Saturday, February 28, 2009

For Bordeaux, Does Moueix Mark the Spot?

It occured to me about halfway through yesterday's lunch that Christian Moueix threw for a dozen wine journalists at NYC's restaurant Daniel, that it might just be up to this elegant Frenchman with strong American ties to resurrect Bordeaux reds as a low-cost choice on our restaurant wine lists and as Friday-night options at our own dinner tables.
Time was back in the 1970s when blended Bordeaux -- known as "shippers' wines" or "negociant blends" -- could be had at reasonable prices and in great availability from such appellations small and big as Pauillac, St. Emilion or just everyday Bordeaux. Several things killed off this business, not the least of which was the emergence of the Oak Blend Raters, who started giving numbers to wines, thus calling all the attention to the top growths, including Petrus and other properties owned by Moueix and his family. Shippers wines were suddenly considered low-rent, and, while they didn't disappear entirely, their numbers and availability became relatively lean. Sure, those of us in the know or who had retailers willing to hand sell us wines could still ferret out petite Bordeaux, or small properties, at good prices. But, still, a good regional blend at a low price is a drink of beauty.
Could, just maybe, Moueix and his importer, Kobrand, bring them back? Why not? Certainly the 2005 vintages from St,-Emilion, Pomerol, and Medoc (as well as the regional Merlot Encore) and the 2006 St.-Estephe are all very nice wines, mainly in the $20 range, and certainly drank well with Daniel's wild mushroom risotto and Colorado lamb chop. And they showed their terroir -- the St.-Emilion had a little more minerality and acidity than the plumper Pomerol, the Medoc was approprtiately lean with dried fruits, and the St.-Estephe was power in a Velcro glove. The Merlot Encore, while not exactly Nouveau Monde, was certainly fruit forward.

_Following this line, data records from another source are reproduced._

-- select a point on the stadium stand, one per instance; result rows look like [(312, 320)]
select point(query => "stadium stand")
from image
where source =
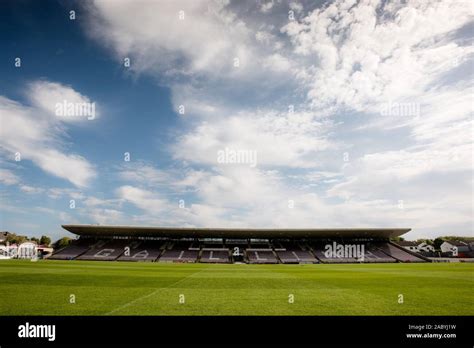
[(400, 254), (261, 256), (374, 255), (258, 246), (143, 251), (293, 253), (105, 250), (75, 249), (215, 256), (180, 252)]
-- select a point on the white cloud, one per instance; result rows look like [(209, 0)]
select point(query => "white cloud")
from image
[(279, 139), (266, 6), (144, 199), (38, 135), (362, 57), (347, 56), (7, 177)]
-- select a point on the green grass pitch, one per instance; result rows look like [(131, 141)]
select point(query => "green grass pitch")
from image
[(123, 288)]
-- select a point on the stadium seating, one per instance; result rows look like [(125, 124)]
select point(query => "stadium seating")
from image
[(107, 250), (261, 256), (215, 256), (75, 249), (179, 252), (143, 251), (374, 255), (399, 253), (256, 252), (293, 253)]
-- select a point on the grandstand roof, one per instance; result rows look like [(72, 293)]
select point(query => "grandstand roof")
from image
[(195, 232)]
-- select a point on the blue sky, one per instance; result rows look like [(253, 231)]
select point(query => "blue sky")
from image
[(356, 114)]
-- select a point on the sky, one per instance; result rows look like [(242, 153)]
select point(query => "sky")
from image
[(223, 113)]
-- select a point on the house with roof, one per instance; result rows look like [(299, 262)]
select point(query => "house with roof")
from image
[(456, 248)]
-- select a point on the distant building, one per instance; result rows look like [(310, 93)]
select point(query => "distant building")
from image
[(3, 236), (456, 248)]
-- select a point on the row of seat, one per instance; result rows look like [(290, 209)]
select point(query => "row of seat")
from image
[(126, 250)]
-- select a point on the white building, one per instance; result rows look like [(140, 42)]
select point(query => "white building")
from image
[(457, 248)]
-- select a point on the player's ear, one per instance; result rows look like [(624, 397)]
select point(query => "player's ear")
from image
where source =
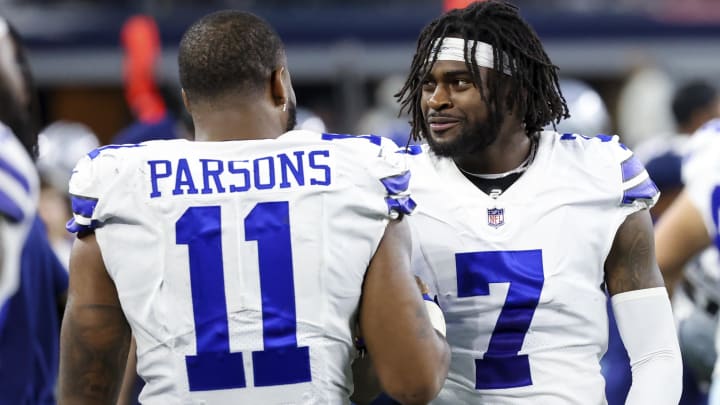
[(277, 88), (185, 100)]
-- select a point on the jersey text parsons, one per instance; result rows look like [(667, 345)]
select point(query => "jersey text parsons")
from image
[(208, 176)]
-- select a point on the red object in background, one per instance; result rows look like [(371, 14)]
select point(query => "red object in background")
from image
[(140, 39), (453, 4)]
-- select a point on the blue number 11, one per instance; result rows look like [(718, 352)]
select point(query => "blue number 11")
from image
[(214, 367)]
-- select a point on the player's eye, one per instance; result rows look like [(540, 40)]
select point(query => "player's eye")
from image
[(462, 83), (428, 85)]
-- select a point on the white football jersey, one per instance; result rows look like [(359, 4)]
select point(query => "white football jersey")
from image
[(239, 264), (19, 188), (519, 276)]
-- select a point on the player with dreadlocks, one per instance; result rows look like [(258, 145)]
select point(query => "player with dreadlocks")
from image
[(520, 232)]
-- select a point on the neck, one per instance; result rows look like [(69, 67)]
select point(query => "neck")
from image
[(229, 122), (508, 152)]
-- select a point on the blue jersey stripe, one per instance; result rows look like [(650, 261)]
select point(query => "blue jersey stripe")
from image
[(84, 206), (402, 205), (12, 172), (372, 138), (95, 152), (631, 167), (398, 183), (647, 190), (410, 150), (10, 209)]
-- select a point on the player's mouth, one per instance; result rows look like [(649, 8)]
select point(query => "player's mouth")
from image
[(439, 124)]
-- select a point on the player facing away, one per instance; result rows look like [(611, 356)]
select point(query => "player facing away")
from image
[(519, 231), (239, 262)]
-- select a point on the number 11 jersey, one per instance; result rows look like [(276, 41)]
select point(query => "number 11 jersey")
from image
[(239, 264)]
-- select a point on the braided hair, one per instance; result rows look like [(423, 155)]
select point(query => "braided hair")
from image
[(533, 81)]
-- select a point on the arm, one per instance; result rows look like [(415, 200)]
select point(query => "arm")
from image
[(679, 236), (95, 335), (643, 314), (410, 358)]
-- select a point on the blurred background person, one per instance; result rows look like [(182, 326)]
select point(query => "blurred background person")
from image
[(33, 283)]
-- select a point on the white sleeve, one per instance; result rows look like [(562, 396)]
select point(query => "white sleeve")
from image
[(646, 326)]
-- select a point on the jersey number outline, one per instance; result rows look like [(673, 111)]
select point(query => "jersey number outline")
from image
[(502, 366), (214, 367)]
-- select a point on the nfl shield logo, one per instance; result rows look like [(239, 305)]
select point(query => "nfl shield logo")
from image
[(496, 217)]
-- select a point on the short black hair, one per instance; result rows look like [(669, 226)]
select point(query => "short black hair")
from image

As Moueix noted, his family has been buying grapes from other Right Bank chateaux for decades, so he knows where to go in St.-Emilion and Pomerol, putting together dozens of different properties in his blends. He admits to less experience on the Left Bank and buys only from two growers in St.-Estephe. "They are both well-regarded chateaux," he said, "so I can't tell you who they are -- unless I drink too much!"
He didn't, but his Christian Moueix Bordeaux blends certainly give the rest of us an opportunity to bring back the good old days.